From these false axioms Davies concludes:
Clearly, then, both religion and science are founded on faith — namely, on belief in the existence of something outside the universe, like an unexplained God or an unexplained set of physical laws, maybe even a huge ensemble of unseen universes, too. For that reason, both monotheistic religion and orthodox science fail to provide a complete account of physical existence.

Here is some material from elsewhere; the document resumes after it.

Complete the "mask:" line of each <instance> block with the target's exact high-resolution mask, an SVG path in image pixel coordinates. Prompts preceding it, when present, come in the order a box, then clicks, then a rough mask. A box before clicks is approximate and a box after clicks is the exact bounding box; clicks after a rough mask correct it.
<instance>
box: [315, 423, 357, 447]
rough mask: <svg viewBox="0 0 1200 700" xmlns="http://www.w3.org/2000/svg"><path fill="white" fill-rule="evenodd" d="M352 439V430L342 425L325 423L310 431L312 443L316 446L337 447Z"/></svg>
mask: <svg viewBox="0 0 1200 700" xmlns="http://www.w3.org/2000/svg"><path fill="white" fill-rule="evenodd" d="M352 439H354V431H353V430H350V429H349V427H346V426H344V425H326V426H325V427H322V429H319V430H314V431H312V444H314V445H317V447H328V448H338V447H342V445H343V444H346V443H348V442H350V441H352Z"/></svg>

Actually no. Monotheistic religions have explanations – but they are just fabricated and not very likely. Talking snakes and a sky-daddy who made the universe in 6 days. Science is an intellectual system with the integrity not to assume it has all the answers in the absence of any data. Further, why should science have to provide a complete account to be without faith? It works! Beyond that, why should we care if it is incomplete? Why does lack of completion of scientific understanding of the universe (if such a thing is possible), indicate faith on the part of those who use science because it’s such an effective tool and process for understanding the world around us?
I do not buy any of these axioms that Davies presents to make his case for faith in science. The worst of which is this fine-tuning argument that I think Voltaire addressed adequately 250 years ago with Candide:
Master Pangloss taught the metaphysico-theologo-cosmolonigology. He could prove to admiration that there is no effect without a cause; and, that in this best of all possible worlds, the Baron’s castle was the most magnificent of all castles, and My Lady the best of all possible baronesses.

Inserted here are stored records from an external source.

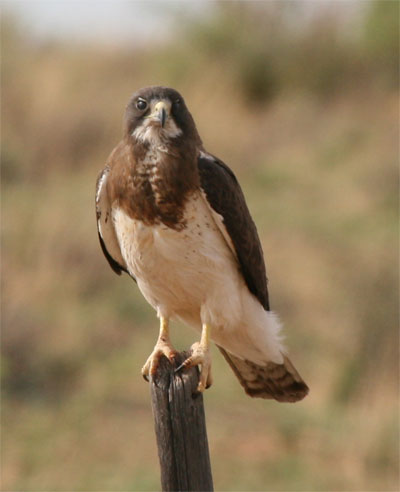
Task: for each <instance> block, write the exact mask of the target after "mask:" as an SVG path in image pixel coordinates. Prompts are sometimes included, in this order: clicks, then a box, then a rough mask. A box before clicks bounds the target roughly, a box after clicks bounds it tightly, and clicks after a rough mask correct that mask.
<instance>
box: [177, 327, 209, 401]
mask: <svg viewBox="0 0 400 492" xmlns="http://www.w3.org/2000/svg"><path fill="white" fill-rule="evenodd" d="M210 335H211V327H210V326H209V325H208V324H207V323H203V326H202V330H201V338H200V342H196V343H195V344H193V345H192V355H191V356H190V357H188V358H187V359H186V360H185V362H184V363H183V364H182V365H181V366H180V367H179V368H178V369H177V370H179V369H181V368H183V367H193V366H197V365H201V371H200V380H199V384H198V386H197V391H200V392H203V391H204V390H205V389H206V388H209V387H210V386H211V384H212V377H211V354H210Z"/></svg>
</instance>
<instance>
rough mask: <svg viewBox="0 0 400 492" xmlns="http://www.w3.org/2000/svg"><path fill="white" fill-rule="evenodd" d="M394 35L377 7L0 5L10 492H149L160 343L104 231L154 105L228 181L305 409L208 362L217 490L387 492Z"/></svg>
mask: <svg viewBox="0 0 400 492" xmlns="http://www.w3.org/2000/svg"><path fill="white" fill-rule="evenodd" d="M398 22H399V3H398V2H396V1H380V0H378V1H367V2H364V1H359V2H347V1H345V2H329V1H326V2H306V1H297V2H291V1H290V2H286V1H279V2H273V1H269V2H203V3H202V2H194V3H192V2H167V1H163V2H121V1H114V2H67V1H65V2H19V1H14V2H11V1H10V2H5V1H3V2H2V55H3V60H2V112H1V116H2V129H3V131H2V146H1V151H2V157H1V159H2V266H3V275H2V328H3V329H2V353H3V355H2V365H1V368H2V423H3V426H2V428H3V433H2V450H1V451H2V490H7V491H17V490H18V491H20V490H24V491H33V490H35V491H50V490H51V491H61V490H70V491H71V490H73V491H99V490H103V491H105V490H107V491H126V490H143V491H151V490H158V489H159V487H160V485H159V465H158V458H157V452H156V445H155V436H154V432H153V421H152V415H151V408H150V397H149V387H148V385H147V383H145V382H144V381H143V380H142V377H141V375H140V369H141V367H142V365H143V363H144V361H145V360H146V358H147V356H148V355H149V353H150V352H151V350H152V348H153V345H154V343H155V340H156V336H157V333H158V321H157V319H156V316H155V313H154V312H153V311H152V309H151V308H150V307H149V306H148V305H147V304H146V302H145V301H144V299H143V298H142V296H141V294H140V293H139V291H138V289H137V288H136V286H135V284H134V283H133V282H132V280H130V279H129V278H128V277H126V276H125V277H122V278H120V277H118V276H116V275H115V274H114V273H113V272H112V271H111V269H110V268H109V266H108V264H107V263H106V261H105V259H104V257H103V255H102V253H101V250H100V247H99V244H98V240H97V232H96V225H95V213H94V186H95V180H96V177H97V174H98V172H99V171H100V169H101V168H102V167H103V166H104V163H105V161H106V159H107V157H108V154H109V153H110V152H111V150H112V148H113V146H114V145H115V144H116V143H117V142H118V141H119V139H120V137H121V128H122V115H123V111H124V107H125V104H126V102H127V101H128V99H129V97H130V94H131V93H132V92H134V91H135V90H136V89H138V88H140V87H142V86H146V85H151V84H160V85H168V86H172V87H174V88H176V89H178V90H179V91H180V92H181V93H182V94H183V95H184V97H185V99H186V102H187V105H188V107H189V108H190V110H191V112H192V114H193V116H194V118H195V121H196V123H197V127H198V129H199V132H200V135H201V136H202V138H203V141H204V143H205V146H206V148H207V150H209V151H210V152H212V153H214V154H216V155H217V156H219V157H220V158H221V159H222V160H224V161H225V162H227V163H228V164H229V165H230V166H231V167H232V169H233V170H234V172H235V173H236V174H237V176H238V178H239V180H240V182H241V184H242V186H243V189H244V192H245V195H246V197H247V201H248V204H249V208H250V210H251V212H252V214H253V216H254V219H255V221H256V223H257V225H258V229H259V233H260V237H261V240H262V243H263V246H264V251H265V257H266V260H267V271H268V276H269V280H270V284H269V285H270V295H271V300H272V307H273V309H274V310H276V311H277V312H278V313H280V315H281V318H282V320H283V321H284V324H285V333H286V336H287V345H288V347H289V349H290V352H291V358H292V359H293V361H294V362H295V364H296V366H298V368H299V370H300V372H301V374H302V375H303V376H304V379H305V380H306V381H307V382H308V384H309V386H310V389H311V392H310V395H309V396H308V397H307V398H306V399H305V400H304V401H303V402H301V403H298V404H296V405H290V404H279V403H277V402H273V401H263V400H252V399H250V398H249V397H247V396H246V395H245V394H244V392H243V390H242V389H241V387H240V385H239V383H238V382H237V380H236V378H235V377H234V375H233V373H232V372H231V370H230V368H229V367H228V366H227V365H226V363H225V362H224V360H223V359H222V357H221V355H220V354H219V352H218V351H217V350H214V351H213V357H214V359H213V364H214V366H213V367H214V376H215V377H214V379H215V382H214V385H213V386H212V388H211V389H209V390H208V391H207V392H206V395H205V406H206V414H207V423H208V437H209V443H210V452H211V460H212V467H213V475H214V482H215V489H216V490H226V491H228V490H230V491H239V490H243V491H250V490H252V491H261V490H274V491H277V490H281V491H289V490H290V491H311V490H316V491H332V490H335V491H377V490H379V491H391V490H393V491H394V490H398V487H399V483H398V458H399V457H398V398H399V387H398V376H399V369H398V347H399V345H398V271H399V270H398V244H397V241H398V230H397V220H398V193H397V186H398V168H397V165H398V138H399V133H398V132H399V118H398V116H399V115H398V96H399V89H398V68H399V67H398V54H399V53H398V41H399V39H398V37H399V25H398ZM172 338H173V341H174V343H175V345H176V346H177V347H178V348H179V349H184V348H187V347H188V346H190V345H191V343H193V341H195V340H196V338H197V334H195V333H194V332H192V331H191V330H190V329H188V328H185V327H183V326H181V325H179V324H174V325H173V331H172Z"/></svg>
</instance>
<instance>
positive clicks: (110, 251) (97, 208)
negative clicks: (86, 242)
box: [96, 166, 129, 275]
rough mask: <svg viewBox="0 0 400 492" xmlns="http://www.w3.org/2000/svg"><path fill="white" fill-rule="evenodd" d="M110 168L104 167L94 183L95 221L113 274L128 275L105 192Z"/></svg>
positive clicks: (99, 239) (106, 193)
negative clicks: (95, 181) (125, 272)
mask: <svg viewBox="0 0 400 492" xmlns="http://www.w3.org/2000/svg"><path fill="white" fill-rule="evenodd" d="M109 172H110V167H109V166H106V167H105V168H104V169H103V171H102V172H101V173H100V174H99V176H98V178H97V182H96V219H97V232H98V236H99V241H100V246H101V250H102V251H103V254H104V256H105V257H106V259H107V261H108V263H109V264H110V267H111V268H112V269H113V270H114V272H115V273H117V274H118V275H121V273H122V272H126V273H129V272H128V270H127V268H126V266H125V263H124V260H123V258H122V256H121V251H120V249H119V245H118V241H117V238H116V235H115V231H114V224H113V223H112V219H111V203H110V200H109V196H108V190H107V178H108V176H109Z"/></svg>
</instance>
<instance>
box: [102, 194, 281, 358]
mask: <svg viewBox="0 0 400 492" xmlns="http://www.w3.org/2000/svg"><path fill="white" fill-rule="evenodd" d="M217 215H218V214H217ZM112 218H113V222H114V226H115V230H116V235H117V238H118V242H119V245H120V248H121V253H122V257H123V259H124V261H125V263H126V265H127V268H128V270H129V272H130V273H131V274H132V275H134V276H135V278H136V279H137V283H138V286H139V289H140V290H141V292H142V294H143V295H144V297H145V298H146V300H147V301H148V302H149V303H150V304H151V305H152V306H153V307H154V309H156V310H157V313H158V314H159V315H160V316H164V317H167V318H178V319H180V320H182V321H183V322H184V323H186V324H188V325H190V326H192V327H194V328H195V329H197V330H199V331H200V330H201V325H202V323H208V324H209V325H210V326H211V338H212V339H213V340H214V342H215V343H217V344H218V345H220V346H222V347H223V348H225V349H226V350H228V351H229V352H231V353H232V354H234V355H236V356H238V357H241V358H244V359H248V360H251V361H253V362H255V363H258V364H265V363H266V362H268V361H273V362H276V363H282V361H283V357H282V353H284V352H285V349H284V347H283V345H282V340H281V336H280V334H279V332H280V323H279V321H278V319H277V317H276V316H275V315H274V314H273V313H271V312H267V311H265V310H264V309H263V307H262V306H261V304H260V302H259V301H258V300H257V299H256V298H255V297H254V296H253V295H252V294H251V293H250V291H249V290H248V288H247V286H246V284H245V282H244V279H243V277H242V275H241V273H240V272H239V269H238V265H237V260H236V258H235V256H234V254H233V253H232V250H231V248H230V246H228V244H227V242H226V240H225V238H224V236H223V234H222V233H221V232H220V226H217V224H216V223H215V220H214V217H213V215H212V214H211V212H210V209H209V205H208V203H207V201H206V200H205V199H204V196H203V195H202V194H201V193H196V194H194V195H193V196H192V198H191V199H190V200H189V201H188V202H187V205H186V209H185V219H186V221H187V227H186V228H185V229H183V230H182V231H175V230H173V229H171V228H168V227H166V226H164V225H155V226H146V225H144V224H143V223H142V222H140V221H137V220H133V219H131V218H130V217H129V216H128V215H127V214H126V213H125V212H124V211H123V210H122V209H120V208H118V207H117V206H115V207H114V208H113V209H112ZM222 227H224V226H223V224H222Z"/></svg>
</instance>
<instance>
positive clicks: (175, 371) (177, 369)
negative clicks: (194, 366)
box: [174, 362, 186, 373]
mask: <svg viewBox="0 0 400 492" xmlns="http://www.w3.org/2000/svg"><path fill="white" fill-rule="evenodd" d="M185 367H186V366H185V363H184V362H183V363H182V364H181V365H180V366H179V367H177V368H176V369H175V371H174V372H175V373H176V372H179V371H180V370H181V369H183V368H185Z"/></svg>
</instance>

“It is demonstrable,” said he, “that things cannot be otherwise than as they are; for as all things have been created for some end, they must necessarily be created for the best end. Observe, for instance, the nose is formed for spectacles, therefore we wear spectacles. The legs are visibly designed for stockings, accordingly we wear stockings. Stones were made to be hewn and to construct castles, therefore My Lord has a magnificent castle; for the greatest baron in the province ought to be the best lodged. Swine were intended to be eaten, therefore we eat pork all the year round: and they, who assert that everything is right, do not express themselves correctly; they should say that everything is best.”
Candide listened attentively and believed implicitly, for he thought Miss Cunegund excessively handsome, though he never had the courage to tell her so. He concluded that next to the happiness of being Baron of Thunder-ten-tronckh, the next was that of being Miss Cunegund, the next that of seeing her every day, and the last that of hearing the doctrine of Master Pangloss, the greatest philosopher of the whole province, and consequently of the whole world.
O Pangloss! This is indeed the best of all possible universes, for we are in it!